There are three main tools used by blind and low vision computer users.
The most common is screen reading software, which is a program that, as you might guess, reads out loud what is on the screen. Screen readers don't always work with every other program, or every website, but they are a powerful tool for accessing digital information without needing to ask for the assistance of a sighted person.
In addition to the robot-voice output, some screen readers can also send information to a refreshable braille display. A refreshable braille display is a row of braille cells. Each cell has movable pins that rise up or fall back down to make the shapes of braille characters. Some refreshable braille displays, intended for use with cell phones and pagers, have enough cells to display just one or two words at a time, and some of the larger ones can display up to 80 braille characters at a time.

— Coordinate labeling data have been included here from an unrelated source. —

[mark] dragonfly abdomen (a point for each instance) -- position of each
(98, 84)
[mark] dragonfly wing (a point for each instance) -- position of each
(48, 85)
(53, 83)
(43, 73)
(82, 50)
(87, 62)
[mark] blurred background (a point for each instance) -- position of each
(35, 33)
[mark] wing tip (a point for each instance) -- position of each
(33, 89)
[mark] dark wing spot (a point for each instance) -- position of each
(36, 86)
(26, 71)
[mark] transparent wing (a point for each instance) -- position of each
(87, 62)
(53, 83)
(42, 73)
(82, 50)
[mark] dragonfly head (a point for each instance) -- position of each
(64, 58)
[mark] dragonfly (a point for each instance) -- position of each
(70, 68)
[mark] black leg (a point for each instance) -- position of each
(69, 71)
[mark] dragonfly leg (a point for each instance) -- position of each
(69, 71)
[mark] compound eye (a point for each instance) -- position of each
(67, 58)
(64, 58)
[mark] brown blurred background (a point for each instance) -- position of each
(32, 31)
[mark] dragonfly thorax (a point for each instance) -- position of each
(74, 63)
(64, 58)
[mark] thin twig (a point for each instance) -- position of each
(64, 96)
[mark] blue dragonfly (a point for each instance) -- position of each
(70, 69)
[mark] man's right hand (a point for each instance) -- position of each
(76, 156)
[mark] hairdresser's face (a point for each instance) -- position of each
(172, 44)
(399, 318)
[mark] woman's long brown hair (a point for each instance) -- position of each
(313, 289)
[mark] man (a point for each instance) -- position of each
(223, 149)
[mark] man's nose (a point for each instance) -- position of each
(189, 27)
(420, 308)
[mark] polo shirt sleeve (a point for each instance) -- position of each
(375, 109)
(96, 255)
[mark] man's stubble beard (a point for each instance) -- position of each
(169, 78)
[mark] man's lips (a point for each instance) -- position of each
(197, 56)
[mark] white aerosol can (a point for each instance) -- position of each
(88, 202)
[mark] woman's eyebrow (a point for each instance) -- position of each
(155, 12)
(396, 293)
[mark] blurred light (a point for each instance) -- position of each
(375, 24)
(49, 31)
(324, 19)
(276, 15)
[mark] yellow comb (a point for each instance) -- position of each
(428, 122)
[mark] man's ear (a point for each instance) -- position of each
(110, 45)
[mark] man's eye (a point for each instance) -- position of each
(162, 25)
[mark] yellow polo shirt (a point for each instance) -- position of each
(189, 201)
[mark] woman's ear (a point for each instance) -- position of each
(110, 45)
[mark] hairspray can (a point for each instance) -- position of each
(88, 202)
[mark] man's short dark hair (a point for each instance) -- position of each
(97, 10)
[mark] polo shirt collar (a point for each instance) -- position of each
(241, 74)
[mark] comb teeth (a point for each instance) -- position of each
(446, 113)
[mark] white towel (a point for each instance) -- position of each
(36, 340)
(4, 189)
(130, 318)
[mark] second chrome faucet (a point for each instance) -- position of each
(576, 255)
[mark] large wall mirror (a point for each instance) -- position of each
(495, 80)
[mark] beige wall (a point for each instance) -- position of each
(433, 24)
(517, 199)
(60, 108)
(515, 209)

If the person still has some usable vision, they may elect to use screen magnification software. Screen magnifiers don't just make everything bigger. They can smooth the edges of text, change colors, and add other effects to the display to make it easier for a person with limited vision to use. Some magnifying programs also have a built-in screen reader, or are designed to be compatible with another screen reading program.
Also on the market are braille notetakers. Braille notetakers are computers that are designed to be accessible to blind people. They can best be described as a halfway point between a PDA and a laptop. They usually do not have any kind of visual display, but have audio output and a built-in refreshable braille display. Popular software packages for braille notetakers allow web browsing, email, audiobook playback, word processing, and even GPS navigation.